Publication information
- Publisher: Marvel Comics
- First appearance: X-Force #8 (March 1992)
- Created by: Fabian Nicieza (writer) Rob Liefeld (Writer, artist)

In-story information
- Member(s): G. W. Bridge Hammer Domino Anaconda Solo Deadpool Notable former members Cable Garrison Kane Grizzly Constrictor

= Six Pack (comics) =

Fictional comic book group

The Six Pack is a team of fictional characters appearing in American comic books published by Marvel Comics. The original team debuted in X-Force #8 (March 1992), created by Fabian Nicieza and Rob Liefeld.

==Team biography==
When Stryfe travels to the present, Cable follows him with the aim of stopping Stryfe's nefarious plans as well as preventing Apocalypse's rise to power. Cable forms a group initially called the Wild Pack, but conflict with Silver Sable (who already had a group called the Wild Pack) forces him to change the name to the Six Pack. Cable travels between the present and his future with his ship Graymalkin, which contained a sentient computer program called Professor (the future version of the program built into X-Factor's ship).

The Six Pack performs many brutal missions, often with a high body count. Later, they are hired by Mr. Tolliver, which puts them in direct conflict with Stryfe. In their last mission, Cable and the Pack confront Stryfe, who gains the upper hand. Hammer decides to surrender vital information to Stryfe, forcing Cable to shoot him in the back. Cable escapes via time-travel, unable to take his friends along. They escape themselves but Hammer ends up paralyzed and Garrison Kane loses both of his arms.

Kane is granted robotic arms by the Weapon X program. G.W. Bridge, an agent of S.H.I.E.L.D., now acts as liaison to Weapon X. Kane undertakes a mission to destroy Cable and the two battle until circumstances bring them together to battle Stryfe once again. Kane's arms are destroyed, and Cable uses his time-travel capabilities to take him to the far future. His arms are replaced with liquid metal versions.

Domino, Hammer, Kane, and Grizzly operate for some time on their own. In one incident, they battle and then team up with the vigilante Nomad.

Later, Grizzly goes mad and begins killing people. Domino, after a long battle, is forced to kill him.

The original Six Pack X-Force #8

===Recent developments===
Six Pack is reformed by S.H.I.E.L.D. under the leadership of G.W. Bridge for the purpose of attacking Cable. New members include Constrictor, a mercenary who once shared an apartment with Deadpool, Anaconda, who was formerly employed by the Serpent Society, and Solo, a vigilante bio-teleporter with a penchant for attacking terrorists. Rounding out the group is longtime Six Pack member, Hammer.

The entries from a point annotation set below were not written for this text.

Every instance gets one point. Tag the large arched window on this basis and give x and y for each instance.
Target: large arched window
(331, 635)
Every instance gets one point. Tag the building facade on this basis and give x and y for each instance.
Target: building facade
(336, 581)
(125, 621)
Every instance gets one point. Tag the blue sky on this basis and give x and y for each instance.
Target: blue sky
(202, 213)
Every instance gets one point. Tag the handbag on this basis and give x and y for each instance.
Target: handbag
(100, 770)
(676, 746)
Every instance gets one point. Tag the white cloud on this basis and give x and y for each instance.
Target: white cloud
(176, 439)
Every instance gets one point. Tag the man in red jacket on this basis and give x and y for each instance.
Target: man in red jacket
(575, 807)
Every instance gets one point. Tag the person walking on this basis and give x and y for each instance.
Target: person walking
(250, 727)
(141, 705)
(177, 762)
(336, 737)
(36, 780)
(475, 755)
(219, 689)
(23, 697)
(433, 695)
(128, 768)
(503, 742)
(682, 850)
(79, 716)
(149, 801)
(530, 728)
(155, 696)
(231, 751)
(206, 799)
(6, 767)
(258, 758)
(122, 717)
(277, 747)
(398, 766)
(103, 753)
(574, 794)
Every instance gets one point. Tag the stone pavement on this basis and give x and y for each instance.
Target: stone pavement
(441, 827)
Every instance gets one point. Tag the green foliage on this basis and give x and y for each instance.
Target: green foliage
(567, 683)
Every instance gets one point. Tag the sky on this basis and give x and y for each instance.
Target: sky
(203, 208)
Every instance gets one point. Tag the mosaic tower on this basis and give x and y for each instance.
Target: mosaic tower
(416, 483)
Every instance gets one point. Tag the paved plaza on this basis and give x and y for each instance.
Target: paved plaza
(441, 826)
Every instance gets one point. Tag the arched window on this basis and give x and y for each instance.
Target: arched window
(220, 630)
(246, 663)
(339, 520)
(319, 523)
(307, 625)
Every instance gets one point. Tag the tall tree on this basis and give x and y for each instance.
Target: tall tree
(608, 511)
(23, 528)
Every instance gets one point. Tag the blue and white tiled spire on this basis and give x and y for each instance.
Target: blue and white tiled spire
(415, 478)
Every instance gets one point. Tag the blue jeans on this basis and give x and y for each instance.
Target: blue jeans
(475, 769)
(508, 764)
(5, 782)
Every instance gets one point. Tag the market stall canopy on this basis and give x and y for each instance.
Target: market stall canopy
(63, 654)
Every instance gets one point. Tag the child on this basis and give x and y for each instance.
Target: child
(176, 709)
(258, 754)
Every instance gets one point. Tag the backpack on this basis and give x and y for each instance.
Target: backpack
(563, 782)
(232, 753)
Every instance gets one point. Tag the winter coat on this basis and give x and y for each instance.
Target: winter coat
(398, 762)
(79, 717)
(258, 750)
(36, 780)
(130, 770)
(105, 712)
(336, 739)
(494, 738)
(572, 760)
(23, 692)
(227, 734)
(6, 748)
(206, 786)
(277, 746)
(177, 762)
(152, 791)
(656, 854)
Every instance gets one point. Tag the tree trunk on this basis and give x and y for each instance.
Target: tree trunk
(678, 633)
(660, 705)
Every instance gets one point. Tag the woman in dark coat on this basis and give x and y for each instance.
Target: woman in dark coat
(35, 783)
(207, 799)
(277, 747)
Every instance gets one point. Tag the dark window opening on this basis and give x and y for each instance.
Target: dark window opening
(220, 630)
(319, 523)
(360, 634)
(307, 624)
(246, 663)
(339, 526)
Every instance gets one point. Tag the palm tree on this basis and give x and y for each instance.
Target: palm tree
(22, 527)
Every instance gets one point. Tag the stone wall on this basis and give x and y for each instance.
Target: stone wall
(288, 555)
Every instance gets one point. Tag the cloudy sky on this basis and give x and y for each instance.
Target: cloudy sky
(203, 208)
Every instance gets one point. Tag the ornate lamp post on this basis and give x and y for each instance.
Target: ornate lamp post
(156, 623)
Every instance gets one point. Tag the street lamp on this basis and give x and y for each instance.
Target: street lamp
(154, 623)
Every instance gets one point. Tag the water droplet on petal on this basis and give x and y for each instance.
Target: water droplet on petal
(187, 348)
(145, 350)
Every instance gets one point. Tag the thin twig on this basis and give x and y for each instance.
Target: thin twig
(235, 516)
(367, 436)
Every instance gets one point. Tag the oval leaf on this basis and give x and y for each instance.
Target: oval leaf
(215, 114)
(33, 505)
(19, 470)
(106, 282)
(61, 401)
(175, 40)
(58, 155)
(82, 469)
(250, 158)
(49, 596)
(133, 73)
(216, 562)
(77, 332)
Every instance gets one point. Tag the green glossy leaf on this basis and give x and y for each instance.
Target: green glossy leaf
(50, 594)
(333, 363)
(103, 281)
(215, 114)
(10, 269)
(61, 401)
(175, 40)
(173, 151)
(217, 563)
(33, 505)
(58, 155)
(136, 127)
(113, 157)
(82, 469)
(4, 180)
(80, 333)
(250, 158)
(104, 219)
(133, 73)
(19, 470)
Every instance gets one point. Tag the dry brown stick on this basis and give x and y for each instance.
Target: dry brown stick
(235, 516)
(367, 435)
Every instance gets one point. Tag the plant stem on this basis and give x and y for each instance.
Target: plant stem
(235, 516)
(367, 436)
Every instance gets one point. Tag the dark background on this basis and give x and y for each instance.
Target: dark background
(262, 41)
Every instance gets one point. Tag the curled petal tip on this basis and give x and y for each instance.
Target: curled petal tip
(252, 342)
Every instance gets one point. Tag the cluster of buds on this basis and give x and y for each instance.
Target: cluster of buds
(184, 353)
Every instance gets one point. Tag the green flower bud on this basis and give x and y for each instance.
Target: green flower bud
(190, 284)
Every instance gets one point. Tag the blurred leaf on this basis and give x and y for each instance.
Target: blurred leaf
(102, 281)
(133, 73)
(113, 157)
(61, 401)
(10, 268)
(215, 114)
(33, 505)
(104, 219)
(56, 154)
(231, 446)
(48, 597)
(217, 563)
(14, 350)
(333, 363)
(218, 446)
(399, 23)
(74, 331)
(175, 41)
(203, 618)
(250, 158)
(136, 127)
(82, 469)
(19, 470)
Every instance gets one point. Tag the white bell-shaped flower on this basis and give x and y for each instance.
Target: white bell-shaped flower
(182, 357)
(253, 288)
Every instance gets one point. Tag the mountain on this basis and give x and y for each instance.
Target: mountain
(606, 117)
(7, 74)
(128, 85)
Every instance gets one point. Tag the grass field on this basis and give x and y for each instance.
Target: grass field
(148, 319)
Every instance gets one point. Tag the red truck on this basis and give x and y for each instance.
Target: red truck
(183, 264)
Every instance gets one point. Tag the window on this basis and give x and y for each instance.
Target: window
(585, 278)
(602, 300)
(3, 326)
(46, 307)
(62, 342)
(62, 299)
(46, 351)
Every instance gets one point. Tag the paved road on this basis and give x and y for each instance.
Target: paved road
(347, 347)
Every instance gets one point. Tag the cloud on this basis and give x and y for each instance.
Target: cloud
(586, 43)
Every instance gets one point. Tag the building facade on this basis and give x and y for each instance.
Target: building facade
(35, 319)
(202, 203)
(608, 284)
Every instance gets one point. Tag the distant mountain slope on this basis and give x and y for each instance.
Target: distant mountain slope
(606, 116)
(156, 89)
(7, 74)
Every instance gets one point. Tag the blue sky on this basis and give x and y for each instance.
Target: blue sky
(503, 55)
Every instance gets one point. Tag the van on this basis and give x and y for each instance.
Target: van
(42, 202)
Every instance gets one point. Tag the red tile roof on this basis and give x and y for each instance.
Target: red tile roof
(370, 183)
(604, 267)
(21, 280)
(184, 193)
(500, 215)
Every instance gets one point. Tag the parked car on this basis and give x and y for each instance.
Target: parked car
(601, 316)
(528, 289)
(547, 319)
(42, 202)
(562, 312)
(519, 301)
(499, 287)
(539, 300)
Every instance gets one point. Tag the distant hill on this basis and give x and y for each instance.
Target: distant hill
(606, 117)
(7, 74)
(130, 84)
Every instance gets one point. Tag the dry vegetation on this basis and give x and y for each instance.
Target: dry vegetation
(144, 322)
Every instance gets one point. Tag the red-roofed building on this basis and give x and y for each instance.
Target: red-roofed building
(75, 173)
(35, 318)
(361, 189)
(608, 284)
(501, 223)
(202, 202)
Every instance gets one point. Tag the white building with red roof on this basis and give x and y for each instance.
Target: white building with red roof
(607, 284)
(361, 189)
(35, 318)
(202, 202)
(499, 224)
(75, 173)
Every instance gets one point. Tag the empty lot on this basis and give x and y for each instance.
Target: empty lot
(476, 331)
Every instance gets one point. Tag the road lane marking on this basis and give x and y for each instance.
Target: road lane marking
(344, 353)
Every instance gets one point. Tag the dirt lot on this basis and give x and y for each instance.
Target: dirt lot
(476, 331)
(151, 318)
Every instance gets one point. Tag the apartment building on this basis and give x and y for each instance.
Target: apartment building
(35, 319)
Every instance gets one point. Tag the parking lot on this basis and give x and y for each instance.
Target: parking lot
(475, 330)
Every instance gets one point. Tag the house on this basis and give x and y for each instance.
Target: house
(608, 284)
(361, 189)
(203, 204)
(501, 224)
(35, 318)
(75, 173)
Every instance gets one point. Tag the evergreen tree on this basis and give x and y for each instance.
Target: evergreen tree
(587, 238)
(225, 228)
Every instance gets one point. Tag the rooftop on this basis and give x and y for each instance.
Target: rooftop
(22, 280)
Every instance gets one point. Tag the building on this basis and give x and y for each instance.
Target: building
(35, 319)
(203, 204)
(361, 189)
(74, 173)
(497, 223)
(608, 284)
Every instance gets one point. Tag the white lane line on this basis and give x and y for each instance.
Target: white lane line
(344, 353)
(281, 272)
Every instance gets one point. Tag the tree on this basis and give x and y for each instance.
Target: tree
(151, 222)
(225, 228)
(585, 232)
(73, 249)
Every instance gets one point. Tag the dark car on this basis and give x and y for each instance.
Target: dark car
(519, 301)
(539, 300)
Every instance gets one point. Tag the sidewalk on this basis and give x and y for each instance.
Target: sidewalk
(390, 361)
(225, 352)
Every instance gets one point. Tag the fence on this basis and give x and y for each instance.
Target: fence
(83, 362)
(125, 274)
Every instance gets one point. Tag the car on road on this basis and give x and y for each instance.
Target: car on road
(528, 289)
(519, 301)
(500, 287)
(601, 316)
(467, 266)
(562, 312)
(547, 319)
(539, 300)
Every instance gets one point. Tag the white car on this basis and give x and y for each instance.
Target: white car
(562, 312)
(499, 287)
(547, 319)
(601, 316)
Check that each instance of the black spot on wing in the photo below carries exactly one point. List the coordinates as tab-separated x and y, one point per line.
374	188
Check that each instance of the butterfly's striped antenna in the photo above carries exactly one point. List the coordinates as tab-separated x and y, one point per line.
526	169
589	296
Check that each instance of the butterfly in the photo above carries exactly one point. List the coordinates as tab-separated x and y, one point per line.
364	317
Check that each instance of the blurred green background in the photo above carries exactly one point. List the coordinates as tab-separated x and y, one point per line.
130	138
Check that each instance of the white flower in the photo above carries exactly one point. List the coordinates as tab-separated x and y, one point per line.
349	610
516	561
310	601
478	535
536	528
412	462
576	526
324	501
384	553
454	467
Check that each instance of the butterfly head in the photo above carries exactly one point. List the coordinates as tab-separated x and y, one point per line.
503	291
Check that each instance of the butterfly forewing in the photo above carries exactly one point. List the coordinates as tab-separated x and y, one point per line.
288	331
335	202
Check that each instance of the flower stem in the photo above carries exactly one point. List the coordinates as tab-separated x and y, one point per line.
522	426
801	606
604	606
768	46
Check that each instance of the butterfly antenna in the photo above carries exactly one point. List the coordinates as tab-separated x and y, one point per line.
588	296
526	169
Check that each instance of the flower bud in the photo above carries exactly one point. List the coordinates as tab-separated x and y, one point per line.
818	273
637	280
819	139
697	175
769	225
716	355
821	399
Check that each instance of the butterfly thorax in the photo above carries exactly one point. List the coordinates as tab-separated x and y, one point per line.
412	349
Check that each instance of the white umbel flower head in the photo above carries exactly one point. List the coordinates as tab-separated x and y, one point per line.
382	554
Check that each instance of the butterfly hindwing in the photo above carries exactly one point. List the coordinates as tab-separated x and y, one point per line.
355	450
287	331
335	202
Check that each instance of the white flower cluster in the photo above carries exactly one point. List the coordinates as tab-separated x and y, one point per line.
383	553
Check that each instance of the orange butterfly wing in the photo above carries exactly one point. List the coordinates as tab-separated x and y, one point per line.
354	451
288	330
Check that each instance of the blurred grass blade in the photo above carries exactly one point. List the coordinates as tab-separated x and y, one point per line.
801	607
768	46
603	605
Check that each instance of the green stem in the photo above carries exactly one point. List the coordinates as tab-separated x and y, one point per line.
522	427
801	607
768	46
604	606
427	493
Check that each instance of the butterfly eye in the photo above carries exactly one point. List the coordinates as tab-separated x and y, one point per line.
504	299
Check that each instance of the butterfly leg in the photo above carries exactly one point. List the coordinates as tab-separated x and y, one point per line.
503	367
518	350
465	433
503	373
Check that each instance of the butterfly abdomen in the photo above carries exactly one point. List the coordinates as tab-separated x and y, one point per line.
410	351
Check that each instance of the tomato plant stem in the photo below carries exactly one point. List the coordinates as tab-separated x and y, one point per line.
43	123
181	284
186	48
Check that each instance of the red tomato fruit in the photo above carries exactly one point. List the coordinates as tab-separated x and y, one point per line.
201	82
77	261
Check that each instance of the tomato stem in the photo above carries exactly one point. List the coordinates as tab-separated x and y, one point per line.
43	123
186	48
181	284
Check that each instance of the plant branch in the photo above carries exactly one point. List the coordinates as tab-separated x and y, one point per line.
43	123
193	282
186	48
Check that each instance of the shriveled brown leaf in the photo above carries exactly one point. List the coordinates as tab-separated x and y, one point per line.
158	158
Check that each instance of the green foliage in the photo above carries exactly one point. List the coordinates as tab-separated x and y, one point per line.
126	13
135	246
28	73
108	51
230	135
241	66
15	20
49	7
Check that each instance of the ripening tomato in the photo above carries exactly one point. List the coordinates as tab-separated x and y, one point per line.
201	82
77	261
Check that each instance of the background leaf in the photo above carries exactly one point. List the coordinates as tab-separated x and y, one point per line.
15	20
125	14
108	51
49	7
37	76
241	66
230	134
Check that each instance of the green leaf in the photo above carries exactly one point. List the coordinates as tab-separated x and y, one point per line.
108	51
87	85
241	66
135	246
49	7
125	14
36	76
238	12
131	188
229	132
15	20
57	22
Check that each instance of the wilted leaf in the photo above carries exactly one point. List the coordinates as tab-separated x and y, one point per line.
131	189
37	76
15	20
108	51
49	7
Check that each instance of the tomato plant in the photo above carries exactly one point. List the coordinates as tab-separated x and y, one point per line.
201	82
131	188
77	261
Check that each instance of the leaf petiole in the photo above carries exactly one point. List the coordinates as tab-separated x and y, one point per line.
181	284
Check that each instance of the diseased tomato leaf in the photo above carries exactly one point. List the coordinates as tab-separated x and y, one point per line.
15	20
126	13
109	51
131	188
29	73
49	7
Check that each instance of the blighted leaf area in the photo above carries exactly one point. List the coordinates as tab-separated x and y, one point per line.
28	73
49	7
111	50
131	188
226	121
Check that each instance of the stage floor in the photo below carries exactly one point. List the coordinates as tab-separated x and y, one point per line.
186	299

Following their failed attempt to defeat Cable, G.W. and Hammer are placed in suspended animation, while Domino is "converted" to Cable's side. Solo, Constrictor, and Anaconda join Cable in exchange for money. They are later sent to find Cable but are trapped in his mind, which is quickly fading away. However, they are all eventually saved by Deadpool and the Fixer and returned to their bodies.

Constrictor eventually abandoned the group, and was, unbeknownst to the reader, replaced by Deadpool. The Six Pack was hired by the American government to commit acts of terrorism against the fictional country of Rumekistan, being led at this point by Cable. The objective was to taint Cable's reputation so as to crumble his secure reign over the country. They did not succeed, however, as it was all seemingly a part of Cable's plan. Deadpool also seems to have left the group after their defeat at Cable's hands. The captured Six Pack members are returned to their respective countries by Rumekistan forces.

==Other versions==

===Ultimate Marvel===
An alternate universe incarnation of the Six Pack appears in the Ultimate Marvel imprint, consisting of Cable, Domino, Hammer, Garrison Kane, Grizzly, and Bishop

==Hammer (Eisenhower Canty)==
Hammer was an ally to the mutant Cable and a member of the Six Pack. He appeared in Cable & Deadpool as part of a new 'Six-Pack'. They are hired by the U.S. government as part of a public relations mission against Cable, who by that point was ruling two separate countries. Hammer assists in a raid against the fictional Rumekistan; the intent is to disrupt its recently modified electrical grid and discredit Cable.